Page 1 of 1

Low performance of the OCR_MakeSearchable method

Posted: Sat Nov 23, 2013 10:50 am
by igor_p
Hello,

We are using your OCR component in our ASP.NET application. Everything works for us correctly, however we are wondering about low performance of the OCR_MakeSearchable method. We compared your product to the Quick Scan Pro solution and the QSP was definitely faster.
OCRing the file below (it's converted to PDF before OCRing) using the OCR_MakeSearchable() method takes about 3 minutes. It's pretty long. For comparison, QSP has processed the same document in about 20 seconds.


Is there any way to make this method faster? Are you planing improve performance in next release?

Our PXO_Options are:

Code: Select all

				OCR.PXO_Options options = new OCR.PXO_Options();
				options.blacklist = String.Empty;
				options.whitelist = String.Empty;
				options.DataPath = OcrUtility.GetLanguagesDirectory();
				options.ImageFlags = (uint)OCR.OCR_ImageProcessingFlags.OCR_Image_SuppressOutput;
				options.lang = OCR.PXO_Language.PXO_English;
				options.raster_dpi = 300;
				options.RegionMode = OCR.OCR_RegionMode.OCR_Auto;
				options.reserved = 0;
Out test machine has got 2 cores and 4gb physical memory. We use 1.0.14.1 version of the ocrtools.dll.

PS. When are you going to release a new version of the ocrtools? We are looking forward a two new abilities. First is the full orientation detection while OCRing. Second is the new functionality which places only text layer to the original PDF file. Now, we are dealing with it by using the OCR_Image_SuppresOutput setting and PlaceContents() method from the xcpro40.dll. Unfortunately, it prevents us from using the rotation mode.

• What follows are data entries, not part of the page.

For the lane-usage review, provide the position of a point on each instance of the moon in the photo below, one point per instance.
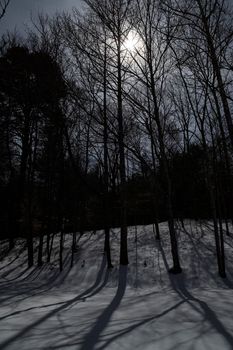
(131, 42)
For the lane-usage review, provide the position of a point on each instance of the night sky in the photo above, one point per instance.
(19, 11)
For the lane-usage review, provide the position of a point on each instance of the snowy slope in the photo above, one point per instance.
(138, 307)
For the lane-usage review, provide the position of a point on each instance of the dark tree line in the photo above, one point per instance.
(120, 115)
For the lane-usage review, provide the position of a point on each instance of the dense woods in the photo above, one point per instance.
(117, 115)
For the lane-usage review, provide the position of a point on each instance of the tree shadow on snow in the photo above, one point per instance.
(178, 284)
(91, 339)
(93, 290)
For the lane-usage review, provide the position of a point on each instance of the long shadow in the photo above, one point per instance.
(179, 286)
(90, 291)
(92, 337)
(226, 281)
(121, 332)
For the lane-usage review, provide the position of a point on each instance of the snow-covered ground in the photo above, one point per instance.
(141, 306)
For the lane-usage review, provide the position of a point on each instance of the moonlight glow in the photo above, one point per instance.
(131, 41)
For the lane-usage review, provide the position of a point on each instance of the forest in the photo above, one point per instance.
(115, 115)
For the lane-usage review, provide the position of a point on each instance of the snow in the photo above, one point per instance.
(136, 307)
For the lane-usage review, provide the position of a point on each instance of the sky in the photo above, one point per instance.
(19, 11)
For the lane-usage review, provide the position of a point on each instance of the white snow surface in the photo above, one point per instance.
(141, 306)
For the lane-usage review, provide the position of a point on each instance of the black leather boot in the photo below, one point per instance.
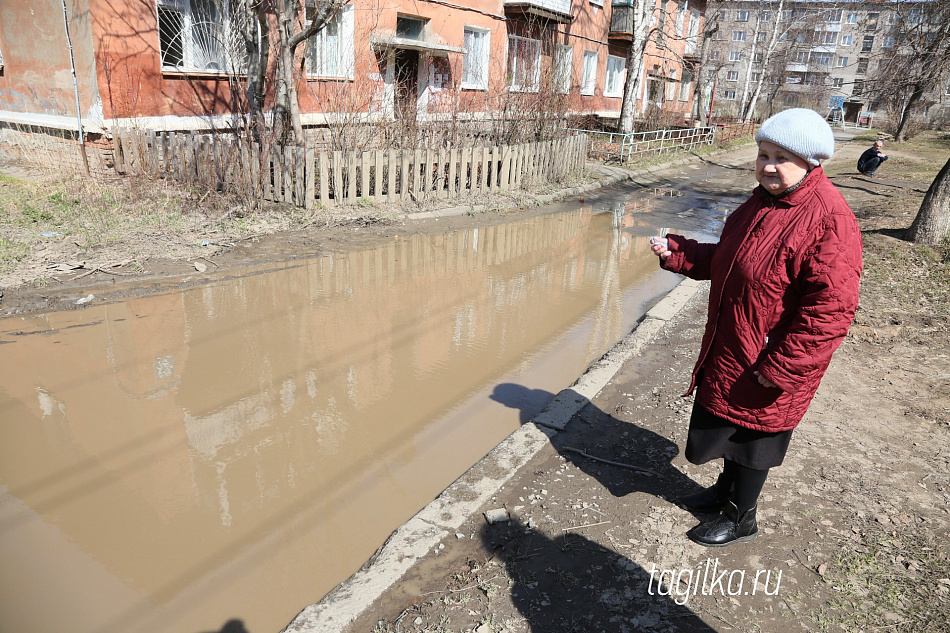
(727, 528)
(712, 499)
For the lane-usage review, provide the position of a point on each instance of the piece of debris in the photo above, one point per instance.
(496, 516)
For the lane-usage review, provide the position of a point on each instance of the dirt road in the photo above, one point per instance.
(853, 526)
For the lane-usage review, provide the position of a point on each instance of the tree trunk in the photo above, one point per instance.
(900, 134)
(932, 224)
(632, 85)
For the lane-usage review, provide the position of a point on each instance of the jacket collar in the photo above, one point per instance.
(796, 194)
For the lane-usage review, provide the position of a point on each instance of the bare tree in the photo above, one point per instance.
(294, 27)
(642, 13)
(932, 224)
(921, 39)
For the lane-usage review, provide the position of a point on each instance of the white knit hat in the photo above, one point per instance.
(801, 131)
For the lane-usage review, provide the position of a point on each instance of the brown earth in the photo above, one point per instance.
(856, 521)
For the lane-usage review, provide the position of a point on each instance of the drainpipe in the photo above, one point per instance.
(72, 67)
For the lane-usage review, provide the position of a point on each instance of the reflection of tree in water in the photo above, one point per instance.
(570, 583)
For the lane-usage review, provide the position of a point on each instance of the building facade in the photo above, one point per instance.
(825, 55)
(179, 64)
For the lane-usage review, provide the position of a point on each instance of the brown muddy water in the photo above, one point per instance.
(234, 450)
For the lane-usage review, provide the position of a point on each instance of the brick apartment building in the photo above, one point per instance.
(825, 54)
(174, 64)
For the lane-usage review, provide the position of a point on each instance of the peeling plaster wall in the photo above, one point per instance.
(36, 76)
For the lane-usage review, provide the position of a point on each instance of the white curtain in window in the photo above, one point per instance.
(563, 65)
(475, 58)
(589, 78)
(616, 67)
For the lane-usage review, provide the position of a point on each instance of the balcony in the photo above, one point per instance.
(622, 17)
(555, 10)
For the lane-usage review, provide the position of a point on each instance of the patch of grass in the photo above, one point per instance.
(900, 581)
(11, 252)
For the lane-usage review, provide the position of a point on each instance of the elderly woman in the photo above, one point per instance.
(784, 290)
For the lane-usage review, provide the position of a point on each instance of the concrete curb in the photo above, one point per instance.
(417, 537)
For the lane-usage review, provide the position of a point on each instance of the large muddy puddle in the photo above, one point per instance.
(234, 450)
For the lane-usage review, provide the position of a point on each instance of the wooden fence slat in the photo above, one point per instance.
(324, 180)
(440, 182)
(309, 168)
(391, 176)
(364, 175)
(404, 174)
(338, 194)
(378, 175)
(453, 172)
(351, 170)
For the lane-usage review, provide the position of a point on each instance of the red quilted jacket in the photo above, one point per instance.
(785, 277)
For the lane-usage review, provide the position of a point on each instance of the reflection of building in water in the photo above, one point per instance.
(196, 417)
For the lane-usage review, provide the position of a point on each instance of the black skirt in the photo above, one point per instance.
(711, 437)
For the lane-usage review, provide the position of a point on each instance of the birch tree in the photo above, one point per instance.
(932, 224)
(920, 63)
(643, 14)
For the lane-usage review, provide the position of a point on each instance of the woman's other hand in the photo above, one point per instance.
(765, 382)
(660, 247)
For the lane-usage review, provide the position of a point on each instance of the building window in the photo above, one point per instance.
(616, 69)
(589, 77)
(193, 36)
(330, 51)
(563, 67)
(475, 44)
(524, 64)
(686, 86)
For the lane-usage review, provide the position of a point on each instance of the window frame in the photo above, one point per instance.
(618, 92)
(190, 48)
(563, 70)
(480, 81)
(589, 74)
(513, 72)
(346, 60)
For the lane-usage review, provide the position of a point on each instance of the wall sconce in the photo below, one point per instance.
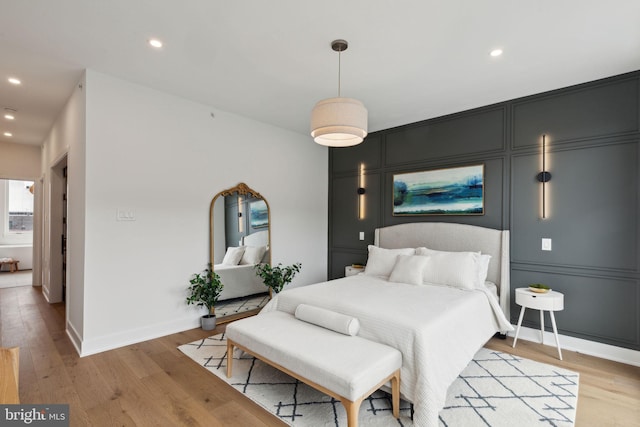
(240, 218)
(544, 176)
(361, 192)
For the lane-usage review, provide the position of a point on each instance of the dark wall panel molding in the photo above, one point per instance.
(348, 159)
(596, 308)
(592, 208)
(593, 198)
(479, 131)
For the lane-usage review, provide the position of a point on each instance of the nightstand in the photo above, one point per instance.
(352, 271)
(550, 301)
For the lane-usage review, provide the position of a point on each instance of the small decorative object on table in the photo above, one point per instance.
(539, 288)
(275, 278)
(205, 290)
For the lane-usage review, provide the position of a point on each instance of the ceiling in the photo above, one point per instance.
(271, 61)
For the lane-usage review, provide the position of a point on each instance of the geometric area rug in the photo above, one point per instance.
(496, 389)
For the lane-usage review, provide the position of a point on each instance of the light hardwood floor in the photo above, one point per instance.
(154, 384)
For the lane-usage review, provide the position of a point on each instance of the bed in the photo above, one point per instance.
(438, 327)
(237, 270)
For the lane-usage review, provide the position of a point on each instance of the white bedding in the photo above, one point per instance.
(239, 281)
(433, 356)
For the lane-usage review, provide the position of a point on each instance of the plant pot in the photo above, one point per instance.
(208, 322)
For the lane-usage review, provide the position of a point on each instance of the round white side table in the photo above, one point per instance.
(550, 301)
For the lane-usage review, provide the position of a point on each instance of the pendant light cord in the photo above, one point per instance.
(339, 57)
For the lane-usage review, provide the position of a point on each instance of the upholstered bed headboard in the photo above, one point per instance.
(456, 238)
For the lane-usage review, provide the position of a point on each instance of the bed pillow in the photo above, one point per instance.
(381, 261)
(458, 269)
(328, 319)
(409, 269)
(253, 255)
(233, 255)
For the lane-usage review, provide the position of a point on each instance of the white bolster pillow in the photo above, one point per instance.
(328, 319)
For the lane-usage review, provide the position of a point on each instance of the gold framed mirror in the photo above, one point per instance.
(239, 238)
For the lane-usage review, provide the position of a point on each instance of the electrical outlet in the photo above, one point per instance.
(125, 215)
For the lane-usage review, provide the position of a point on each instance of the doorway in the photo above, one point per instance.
(57, 283)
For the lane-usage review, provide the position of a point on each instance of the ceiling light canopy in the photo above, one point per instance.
(339, 122)
(9, 113)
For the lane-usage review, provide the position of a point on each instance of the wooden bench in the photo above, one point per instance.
(347, 368)
(13, 264)
(9, 368)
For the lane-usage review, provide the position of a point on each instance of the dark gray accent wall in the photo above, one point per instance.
(593, 136)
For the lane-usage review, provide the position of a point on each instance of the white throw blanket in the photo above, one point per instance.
(438, 329)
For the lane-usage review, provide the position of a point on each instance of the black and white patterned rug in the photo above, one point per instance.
(496, 389)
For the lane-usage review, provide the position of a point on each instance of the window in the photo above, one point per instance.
(19, 206)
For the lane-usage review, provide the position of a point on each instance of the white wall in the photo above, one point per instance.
(22, 162)
(164, 158)
(67, 139)
(19, 161)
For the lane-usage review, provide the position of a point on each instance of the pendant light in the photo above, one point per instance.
(339, 122)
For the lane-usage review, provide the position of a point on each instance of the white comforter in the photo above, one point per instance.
(438, 329)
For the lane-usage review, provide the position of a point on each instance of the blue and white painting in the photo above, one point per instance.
(259, 214)
(454, 191)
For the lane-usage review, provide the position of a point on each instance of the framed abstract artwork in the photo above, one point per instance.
(452, 191)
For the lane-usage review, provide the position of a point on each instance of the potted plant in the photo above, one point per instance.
(204, 291)
(275, 278)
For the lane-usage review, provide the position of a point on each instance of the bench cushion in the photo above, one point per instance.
(347, 365)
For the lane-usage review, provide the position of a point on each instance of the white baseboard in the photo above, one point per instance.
(74, 336)
(592, 348)
(121, 339)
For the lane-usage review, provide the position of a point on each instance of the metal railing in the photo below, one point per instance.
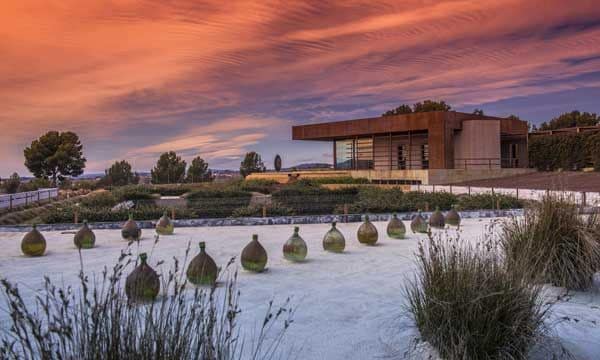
(10, 201)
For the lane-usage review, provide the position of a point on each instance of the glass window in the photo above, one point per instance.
(344, 150)
(425, 156)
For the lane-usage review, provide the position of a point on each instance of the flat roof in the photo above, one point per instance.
(398, 123)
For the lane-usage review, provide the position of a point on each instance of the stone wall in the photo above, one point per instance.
(251, 221)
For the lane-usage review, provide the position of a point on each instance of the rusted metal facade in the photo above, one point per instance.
(421, 141)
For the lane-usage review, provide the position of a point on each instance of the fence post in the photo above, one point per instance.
(345, 212)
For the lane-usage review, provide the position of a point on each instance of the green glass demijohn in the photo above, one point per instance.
(453, 217)
(418, 224)
(33, 243)
(396, 228)
(85, 237)
(254, 256)
(202, 270)
(295, 248)
(164, 226)
(130, 230)
(367, 232)
(436, 220)
(143, 284)
(334, 240)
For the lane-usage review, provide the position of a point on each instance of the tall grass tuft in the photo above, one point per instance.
(466, 304)
(553, 244)
(95, 321)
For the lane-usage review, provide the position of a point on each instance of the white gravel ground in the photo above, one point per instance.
(349, 306)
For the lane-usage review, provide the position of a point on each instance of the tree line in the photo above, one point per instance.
(56, 156)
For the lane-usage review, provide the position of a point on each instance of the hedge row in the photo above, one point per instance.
(217, 203)
(67, 214)
(566, 151)
(313, 199)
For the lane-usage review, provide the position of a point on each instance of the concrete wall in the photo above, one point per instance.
(382, 153)
(286, 176)
(431, 176)
(453, 176)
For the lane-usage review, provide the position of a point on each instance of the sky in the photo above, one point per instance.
(220, 78)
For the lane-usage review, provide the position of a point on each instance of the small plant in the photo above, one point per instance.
(489, 201)
(554, 244)
(467, 305)
(96, 321)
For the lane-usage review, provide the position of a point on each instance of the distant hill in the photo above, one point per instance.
(308, 166)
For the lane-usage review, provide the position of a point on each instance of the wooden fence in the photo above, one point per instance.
(581, 198)
(10, 201)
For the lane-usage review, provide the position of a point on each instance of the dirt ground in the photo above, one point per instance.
(565, 180)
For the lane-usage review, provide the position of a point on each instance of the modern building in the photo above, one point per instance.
(423, 148)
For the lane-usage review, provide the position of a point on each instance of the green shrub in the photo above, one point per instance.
(35, 184)
(335, 180)
(564, 151)
(217, 202)
(468, 305)
(554, 244)
(66, 214)
(257, 211)
(308, 199)
(593, 146)
(99, 200)
(375, 199)
(171, 190)
(257, 185)
(84, 185)
(488, 201)
(133, 192)
(95, 320)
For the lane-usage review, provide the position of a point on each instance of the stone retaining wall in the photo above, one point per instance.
(251, 221)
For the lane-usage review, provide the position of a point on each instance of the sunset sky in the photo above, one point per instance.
(219, 78)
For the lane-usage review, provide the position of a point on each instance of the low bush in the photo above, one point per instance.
(554, 244)
(171, 190)
(375, 199)
(336, 180)
(133, 192)
(217, 202)
(66, 214)
(256, 185)
(257, 210)
(94, 320)
(564, 151)
(308, 199)
(35, 184)
(489, 201)
(84, 185)
(468, 305)
(99, 200)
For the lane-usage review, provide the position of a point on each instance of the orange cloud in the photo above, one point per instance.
(139, 77)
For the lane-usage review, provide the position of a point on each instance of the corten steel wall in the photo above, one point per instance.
(477, 145)
(440, 126)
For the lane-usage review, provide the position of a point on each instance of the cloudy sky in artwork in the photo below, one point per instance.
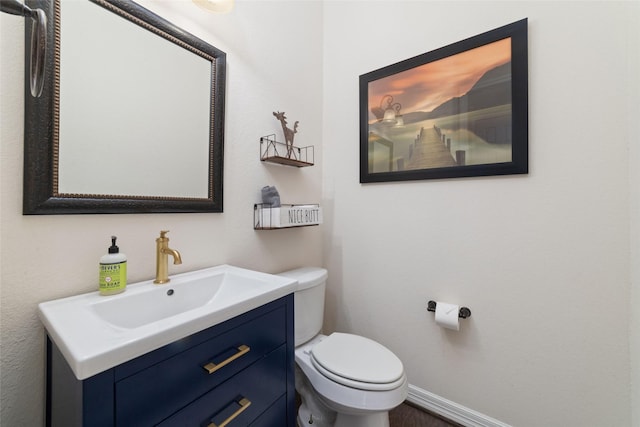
(426, 87)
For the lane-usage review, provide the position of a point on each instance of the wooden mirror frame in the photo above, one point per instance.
(40, 188)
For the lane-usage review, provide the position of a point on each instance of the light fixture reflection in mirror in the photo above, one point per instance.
(219, 6)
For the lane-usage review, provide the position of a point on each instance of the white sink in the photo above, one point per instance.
(96, 333)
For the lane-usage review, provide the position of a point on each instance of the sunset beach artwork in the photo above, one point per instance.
(457, 111)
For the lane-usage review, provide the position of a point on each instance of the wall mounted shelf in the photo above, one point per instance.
(277, 152)
(266, 217)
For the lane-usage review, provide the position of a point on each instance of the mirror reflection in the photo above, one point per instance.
(136, 123)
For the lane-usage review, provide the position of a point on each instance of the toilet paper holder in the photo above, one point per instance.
(463, 313)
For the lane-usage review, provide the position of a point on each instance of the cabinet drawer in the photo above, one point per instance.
(242, 398)
(155, 393)
(273, 416)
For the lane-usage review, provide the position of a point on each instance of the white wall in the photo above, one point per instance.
(542, 260)
(274, 63)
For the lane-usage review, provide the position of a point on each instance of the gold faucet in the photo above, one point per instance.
(162, 259)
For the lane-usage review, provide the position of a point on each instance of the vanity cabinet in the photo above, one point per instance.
(240, 370)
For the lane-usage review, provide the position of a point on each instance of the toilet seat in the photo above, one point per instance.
(357, 362)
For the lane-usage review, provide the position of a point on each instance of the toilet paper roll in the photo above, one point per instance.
(447, 315)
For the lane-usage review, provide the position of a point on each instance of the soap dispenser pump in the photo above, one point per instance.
(113, 270)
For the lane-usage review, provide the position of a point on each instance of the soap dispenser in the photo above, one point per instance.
(113, 270)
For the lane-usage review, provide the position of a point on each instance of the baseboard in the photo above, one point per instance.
(451, 410)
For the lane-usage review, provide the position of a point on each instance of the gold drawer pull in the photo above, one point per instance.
(212, 367)
(244, 404)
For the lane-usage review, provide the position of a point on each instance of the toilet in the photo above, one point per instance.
(343, 380)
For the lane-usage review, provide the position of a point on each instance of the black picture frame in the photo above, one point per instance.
(458, 111)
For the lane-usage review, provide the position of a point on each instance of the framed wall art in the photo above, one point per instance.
(458, 111)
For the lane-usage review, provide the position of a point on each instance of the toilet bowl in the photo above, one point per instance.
(344, 380)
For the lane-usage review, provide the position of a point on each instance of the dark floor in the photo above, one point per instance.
(407, 415)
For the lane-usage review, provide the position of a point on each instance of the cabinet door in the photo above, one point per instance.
(241, 399)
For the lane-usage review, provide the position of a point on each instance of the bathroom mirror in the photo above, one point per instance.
(131, 119)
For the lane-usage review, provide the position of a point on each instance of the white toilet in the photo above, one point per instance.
(344, 380)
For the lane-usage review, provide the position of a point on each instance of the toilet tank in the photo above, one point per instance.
(308, 301)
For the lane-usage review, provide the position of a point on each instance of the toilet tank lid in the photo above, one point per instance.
(307, 277)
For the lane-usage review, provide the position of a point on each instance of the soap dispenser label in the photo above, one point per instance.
(113, 276)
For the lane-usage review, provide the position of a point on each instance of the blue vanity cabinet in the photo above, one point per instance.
(240, 370)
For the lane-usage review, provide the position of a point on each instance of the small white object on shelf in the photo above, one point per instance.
(266, 217)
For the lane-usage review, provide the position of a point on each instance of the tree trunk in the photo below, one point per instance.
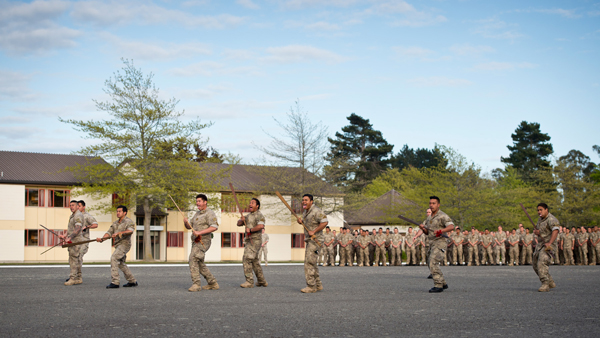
(147, 220)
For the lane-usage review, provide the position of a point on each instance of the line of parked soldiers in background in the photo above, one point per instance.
(575, 246)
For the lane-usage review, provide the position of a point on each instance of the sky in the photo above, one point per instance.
(463, 74)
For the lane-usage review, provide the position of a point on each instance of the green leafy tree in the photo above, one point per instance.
(144, 143)
(357, 155)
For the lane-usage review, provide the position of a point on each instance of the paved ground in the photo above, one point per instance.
(390, 301)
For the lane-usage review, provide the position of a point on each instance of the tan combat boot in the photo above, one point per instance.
(195, 288)
(213, 286)
(309, 289)
(544, 288)
(247, 285)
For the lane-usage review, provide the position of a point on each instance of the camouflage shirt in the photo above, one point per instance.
(119, 226)
(546, 226)
(204, 219)
(312, 218)
(253, 220)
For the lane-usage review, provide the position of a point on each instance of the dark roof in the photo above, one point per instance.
(381, 211)
(38, 168)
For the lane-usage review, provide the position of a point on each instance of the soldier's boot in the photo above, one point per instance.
(195, 288)
(309, 289)
(212, 286)
(544, 288)
(247, 284)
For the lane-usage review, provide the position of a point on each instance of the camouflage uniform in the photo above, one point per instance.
(76, 222)
(264, 250)
(122, 247)
(252, 245)
(396, 253)
(203, 219)
(541, 257)
(438, 245)
(312, 218)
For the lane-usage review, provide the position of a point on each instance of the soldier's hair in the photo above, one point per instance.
(257, 201)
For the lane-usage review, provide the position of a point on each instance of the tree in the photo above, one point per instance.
(357, 155)
(530, 150)
(140, 142)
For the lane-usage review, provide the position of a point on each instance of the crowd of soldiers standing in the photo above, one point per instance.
(575, 246)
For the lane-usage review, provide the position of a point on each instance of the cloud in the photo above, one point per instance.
(301, 53)
(139, 50)
(30, 27)
(248, 4)
(438, 81)
(502, 66)
(119, 13)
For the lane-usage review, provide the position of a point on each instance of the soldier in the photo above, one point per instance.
(315, 221)
(437, 224)
(328, 241)
(255, 224)
(513, 241)
(363, 243)
(120, 231)
(396, 248)
(203, 223)
(473, 241)
(264, 250)
(74, 234)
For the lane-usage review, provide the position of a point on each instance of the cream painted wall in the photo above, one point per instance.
(12, 202)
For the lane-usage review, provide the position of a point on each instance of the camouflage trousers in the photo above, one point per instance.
(197, 266)
(311, 271)
(457, 255)
(568, 254)
(251, 261)
(262, 254)
(395, 255)
(541, 260)
(436, 257)
(473, 255)
(117, 261)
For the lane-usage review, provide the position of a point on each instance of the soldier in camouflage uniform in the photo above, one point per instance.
(315, 221)
(254, 223)
(396, 248)
(74, 234)
(437, 224)
(121, 231)
(202, 224)
(546, 231)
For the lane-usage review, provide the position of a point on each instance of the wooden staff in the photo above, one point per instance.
(313, 237)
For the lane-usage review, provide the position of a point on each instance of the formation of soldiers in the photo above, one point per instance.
(381, 247)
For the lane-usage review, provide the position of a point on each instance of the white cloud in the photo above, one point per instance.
(502, 66)
(248, 4)
(301, 53)
(438, 81)
(139, 50)
(110, 13)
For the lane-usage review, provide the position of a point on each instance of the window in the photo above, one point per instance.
(175, 239)
(59, 198)
(297, 240)
(34, 197)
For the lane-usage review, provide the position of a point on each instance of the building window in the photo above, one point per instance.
(34, 197)
(59, 198)
(297, 240)
(175, 239)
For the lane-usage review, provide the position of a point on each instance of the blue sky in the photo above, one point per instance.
(459, 73)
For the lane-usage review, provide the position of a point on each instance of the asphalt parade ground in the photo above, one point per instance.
(356, 302)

Thanks in advance and best regards,
Igor

Re: Low performance of the OCR_MakeSearchable method

Posted: Mon Nov 25, 2013 8:59 am
by Tracker Supp-Stefan
Hi Igor,

Thanks for the post. I will pass it to our OCR SDK experts and we will post back here a bit later with further advise!

Regards,
Stefan

Re: Low performance of the OCR_MakeSearchable method

Posted: Mon Nov 25, 2013 7:01 pm
by Walter-Tracker Supp
I've looked at your document, and while I don't see nearly the poor performance you do, I do note that it takes longer than typical files. You will notice that pages 8 and 9 are the culprits, and this is because the layout of those pages are difficult for our engine to process, due to the complexity. This is a bit of an edge case for our engine (other OCR engines likewise have their own edge cases). Our benchmarks have shown comparable performance to other offerings, across a broad spectrum of documents, however this particular case happens to be troublesome.

Your other requests are on our feature wishlist and we will roll them out as soon as reasonably practical.